Un aperitivo in vigna e una cena nel giardino del borgo ha unito arte e musica con il buon cibo toscano e con tre vini prodotti dalla Fattoria Santo Stefano. Tra i filari di Sangiovese, pronto per la vendemmia, mentre l’artista Marco Burchi dipingeva una sua opera con la terra dell’azienda vitivinicola grazie a una particolare tecnica pittorica, abbiamo degustato 6 Rose – Rosato Toscano IGT 2019 in abbinamento a salumi e formaggi. Il nome è dedicato ai sei fratelli Bendinelli, la seconda generazione che, “prendendo il testimone” dai genitori, sta portando avanti il lavoro di Fattoria Santo Stefano.

“Ḕ un rosato fresco – spiega Elena Bendinelli – che sostituisce il bianco a base di Trebbiano estremamente apprezzato in estate”.Oltre al Sangiovese, vi troviamo anche Canaiolo e Colorino in piccole percentuali. Viene prodotto utilizzando la tecnica del salasso (consistente nel togliere una parte della quantità del mosto prima della fermentazione in modo da aumentare la percentuale di aromi e composti polifenolici), quindi fa sei mesi in acciaio prima di essere imbottigliato. Sangiovese da una parte e salasso dall’altra fanno sì che 6 Rose sia un vino robusto con una bella gradazione alcolica raggiungendo i 13 gradi. Colore rosa ciliegia, al naso appare fruttato, in particolare si sente la ciliegia croccante, e fiorito mentre al usto appare robusto con un tannino potente una bella freschezza e acidità. Ottimo come aperitivo, di questo rosato ne vengono prodotte circa mille bottiglie molto apprezzate dalla clientela internazionale.

fattoria santo stefano

In abbinamento ai piatti della tradizione chiantigiana, abbiamo degustato due Chianti Classico, di cui uno nella versione riserva. Il primo è stato Santo Stefano Chianti Classico DOCG 2016, il vino di punta dell’azienda con la maggiore produzione (circa 13 mila bottiglie).
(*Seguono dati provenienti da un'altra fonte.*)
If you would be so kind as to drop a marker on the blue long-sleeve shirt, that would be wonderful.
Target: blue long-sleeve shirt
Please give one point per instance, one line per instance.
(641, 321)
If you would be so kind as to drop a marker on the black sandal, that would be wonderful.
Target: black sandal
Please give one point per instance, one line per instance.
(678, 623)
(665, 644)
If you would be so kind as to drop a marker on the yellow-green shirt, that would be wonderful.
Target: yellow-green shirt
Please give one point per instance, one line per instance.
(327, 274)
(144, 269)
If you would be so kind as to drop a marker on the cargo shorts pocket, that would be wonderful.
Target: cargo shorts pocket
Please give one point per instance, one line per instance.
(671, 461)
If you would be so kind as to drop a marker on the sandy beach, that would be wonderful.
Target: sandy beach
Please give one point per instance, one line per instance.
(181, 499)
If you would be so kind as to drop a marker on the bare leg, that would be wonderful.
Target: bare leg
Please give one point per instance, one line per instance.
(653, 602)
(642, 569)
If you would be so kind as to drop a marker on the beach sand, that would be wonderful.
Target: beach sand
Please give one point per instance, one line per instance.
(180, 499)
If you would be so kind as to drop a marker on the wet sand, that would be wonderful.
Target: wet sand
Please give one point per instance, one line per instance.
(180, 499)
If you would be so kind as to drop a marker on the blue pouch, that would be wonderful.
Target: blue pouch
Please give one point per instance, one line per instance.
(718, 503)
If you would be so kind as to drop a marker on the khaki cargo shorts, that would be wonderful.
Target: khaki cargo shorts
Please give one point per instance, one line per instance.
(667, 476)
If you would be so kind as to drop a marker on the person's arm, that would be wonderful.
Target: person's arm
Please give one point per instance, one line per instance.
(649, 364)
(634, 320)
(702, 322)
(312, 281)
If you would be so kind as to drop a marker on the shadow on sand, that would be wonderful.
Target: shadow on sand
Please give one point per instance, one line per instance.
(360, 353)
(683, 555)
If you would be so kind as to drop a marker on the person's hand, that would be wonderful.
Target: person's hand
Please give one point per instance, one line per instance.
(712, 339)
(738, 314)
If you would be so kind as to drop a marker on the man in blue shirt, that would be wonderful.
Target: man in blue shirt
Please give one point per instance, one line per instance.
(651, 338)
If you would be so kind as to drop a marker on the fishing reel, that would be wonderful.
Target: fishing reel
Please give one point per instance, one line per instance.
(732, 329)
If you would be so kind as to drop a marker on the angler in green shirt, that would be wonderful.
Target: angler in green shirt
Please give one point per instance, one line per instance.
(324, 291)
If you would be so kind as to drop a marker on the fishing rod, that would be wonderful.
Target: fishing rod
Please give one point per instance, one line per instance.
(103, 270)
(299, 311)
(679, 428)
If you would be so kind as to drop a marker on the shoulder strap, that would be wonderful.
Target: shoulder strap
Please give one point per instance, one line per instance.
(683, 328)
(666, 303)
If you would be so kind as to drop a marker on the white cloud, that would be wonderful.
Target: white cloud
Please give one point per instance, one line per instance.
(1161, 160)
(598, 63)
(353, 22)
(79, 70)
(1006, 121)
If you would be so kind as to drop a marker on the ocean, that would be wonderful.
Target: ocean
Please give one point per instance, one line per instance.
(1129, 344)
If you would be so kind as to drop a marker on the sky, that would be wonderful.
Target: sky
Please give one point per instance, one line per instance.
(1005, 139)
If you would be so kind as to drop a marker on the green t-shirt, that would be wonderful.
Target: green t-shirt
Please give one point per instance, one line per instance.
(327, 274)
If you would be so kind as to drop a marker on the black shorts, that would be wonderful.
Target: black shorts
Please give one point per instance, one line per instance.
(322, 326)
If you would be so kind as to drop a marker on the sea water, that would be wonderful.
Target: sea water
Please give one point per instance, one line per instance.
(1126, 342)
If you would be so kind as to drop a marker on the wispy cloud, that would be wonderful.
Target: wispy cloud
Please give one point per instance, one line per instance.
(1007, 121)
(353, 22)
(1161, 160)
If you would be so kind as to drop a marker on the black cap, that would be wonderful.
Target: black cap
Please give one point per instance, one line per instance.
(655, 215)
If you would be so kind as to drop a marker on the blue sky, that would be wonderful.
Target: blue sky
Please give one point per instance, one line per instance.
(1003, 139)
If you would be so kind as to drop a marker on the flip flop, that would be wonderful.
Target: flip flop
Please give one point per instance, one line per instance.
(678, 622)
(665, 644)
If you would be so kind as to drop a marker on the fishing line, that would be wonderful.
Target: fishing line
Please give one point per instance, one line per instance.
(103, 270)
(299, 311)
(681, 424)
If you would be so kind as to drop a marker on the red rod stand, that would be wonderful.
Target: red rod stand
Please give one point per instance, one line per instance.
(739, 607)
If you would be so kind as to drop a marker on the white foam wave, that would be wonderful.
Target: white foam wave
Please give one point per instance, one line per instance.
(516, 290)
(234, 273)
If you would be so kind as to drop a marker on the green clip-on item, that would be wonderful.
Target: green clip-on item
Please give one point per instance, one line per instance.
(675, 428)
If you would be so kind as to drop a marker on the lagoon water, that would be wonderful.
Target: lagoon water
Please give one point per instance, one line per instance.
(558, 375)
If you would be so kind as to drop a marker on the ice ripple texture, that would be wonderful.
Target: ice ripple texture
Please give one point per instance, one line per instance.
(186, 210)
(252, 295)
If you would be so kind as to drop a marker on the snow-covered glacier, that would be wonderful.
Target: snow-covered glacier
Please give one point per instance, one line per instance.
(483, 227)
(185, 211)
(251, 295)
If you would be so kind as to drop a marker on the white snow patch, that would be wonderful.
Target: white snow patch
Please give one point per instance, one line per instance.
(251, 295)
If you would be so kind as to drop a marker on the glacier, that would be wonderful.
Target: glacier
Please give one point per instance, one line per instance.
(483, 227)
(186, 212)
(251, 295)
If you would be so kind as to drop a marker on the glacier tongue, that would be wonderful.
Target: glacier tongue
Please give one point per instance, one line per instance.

Prodotto con le uve migliori di Sangiovese e piccole percentuali 9/10%) di Canaiolo e Colorino vinificate in cemento e acciaio, per poi fare quattro mesi botte grande di rovere francese. In totale resta in cantina circa 18 mesi. “È un Chianti fresco, brioso – prosegue Elena Bendinelli – con la croccantezza del vino quasi monovitigno  Il 2016 è stata un’annata eccellente tanto da produrre anche la Riserva e la Gran Selezione, e non sempre è possibile”. Di colore rosso rubino con riflessi scuri, al naso ha i sentori tipici del Chinati: viola, rosa, frutti di bosco, note speziate dolci e di sottobosco. Al gusto mostra morbidezza, corpo, un tannino più soave grazie al passaggio in botte grande, acidità e una bella persistenza nel finale. “I vini di Greve in Chianti, e i nostri in particolare, sono minerali, balsamici e lonevi – ha spiegato Elena – Questo perché a nord i vigneti (situati a 730 metri) son protetti dalle colline, situate vicino alle montagne e dal Monte Collegalle”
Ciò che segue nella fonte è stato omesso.